The proposed revision of the accounting of disclosures requirement stipulates that an accounting be kept of all disclosures to: (1) recipients to whom the agency could reasonably be expected to propagate a correction pursuant to the revised propagation of corrections requirement [(f)]; and (2) recipients of which the agency could reasonably be expected to be aware but to whom it could not be reasonably expected to propagate corrections. This means, of course, that an accounting would have to be made of internal as well as external disclosures, although not necessarily of all of them. For example, no accounting would be required of a disclosure to the individual himself, or of a disclosure to a member of the public (be it the individual or someone else) pursuant to a Freedom of Information Act request.

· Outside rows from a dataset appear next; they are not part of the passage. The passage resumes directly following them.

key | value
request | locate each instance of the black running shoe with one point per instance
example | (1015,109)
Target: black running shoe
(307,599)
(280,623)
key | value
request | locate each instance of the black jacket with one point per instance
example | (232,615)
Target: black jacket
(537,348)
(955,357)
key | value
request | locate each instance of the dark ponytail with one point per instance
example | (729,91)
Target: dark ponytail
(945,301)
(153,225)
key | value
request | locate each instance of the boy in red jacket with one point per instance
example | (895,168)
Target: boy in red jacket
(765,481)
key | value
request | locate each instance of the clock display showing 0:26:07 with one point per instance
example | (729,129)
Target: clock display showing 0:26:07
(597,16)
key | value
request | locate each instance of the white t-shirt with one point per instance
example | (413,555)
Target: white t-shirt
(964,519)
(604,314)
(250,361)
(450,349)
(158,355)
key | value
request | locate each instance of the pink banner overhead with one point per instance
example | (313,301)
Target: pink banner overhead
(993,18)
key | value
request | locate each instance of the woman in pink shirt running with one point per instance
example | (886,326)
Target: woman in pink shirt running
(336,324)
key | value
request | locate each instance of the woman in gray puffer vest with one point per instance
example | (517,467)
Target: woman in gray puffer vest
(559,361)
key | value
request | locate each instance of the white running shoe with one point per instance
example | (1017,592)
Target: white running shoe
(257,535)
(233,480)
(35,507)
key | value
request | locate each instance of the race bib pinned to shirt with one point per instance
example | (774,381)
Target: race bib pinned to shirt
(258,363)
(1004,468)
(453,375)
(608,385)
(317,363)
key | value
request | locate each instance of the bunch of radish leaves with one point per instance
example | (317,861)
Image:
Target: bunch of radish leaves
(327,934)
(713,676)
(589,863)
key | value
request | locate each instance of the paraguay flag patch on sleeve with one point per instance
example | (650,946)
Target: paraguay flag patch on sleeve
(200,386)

While the revised accounting of disclosures requirement has a broader reach than the corresponding provision in the current law, it is also narrowing in that an accounting need be given to the individual only upon his specific request, and only of those disclosures made "within a reasonable period of time prior to the request." The "reasonable period of time" should be commensurate with the period of time the agency needs to keep an accounting in order to propagate corrections; that is, so long as information in derivative records could affect determinations as to an individual's rights, opportunities, or benefits. In providing the accounting, the agency shall take reasonable affirmative steps to inform the individual, in a form comprehensible to him, of (a) the date, nature, and purpose of each disclosure; and (b) the name and address of the person or agency to whom the disclosure was made. [(b)(1)(B)(iii)] The revision preserves the current law's use of the word "accounting," as opposed to "record," of disclosures so as to allow for any scheme that enables the agency to reconstruct a list of past disclosures; that is, an explicit record or log entry need not be made for each disclosure if an accounting can otherwise be rendered. This is especially important in the case of frequent bulk transfers of data on large numbers of individuals. As with the current law, the Commission also does not intend that an accounting be considered a "record" as defined in revised subsection (a)(3).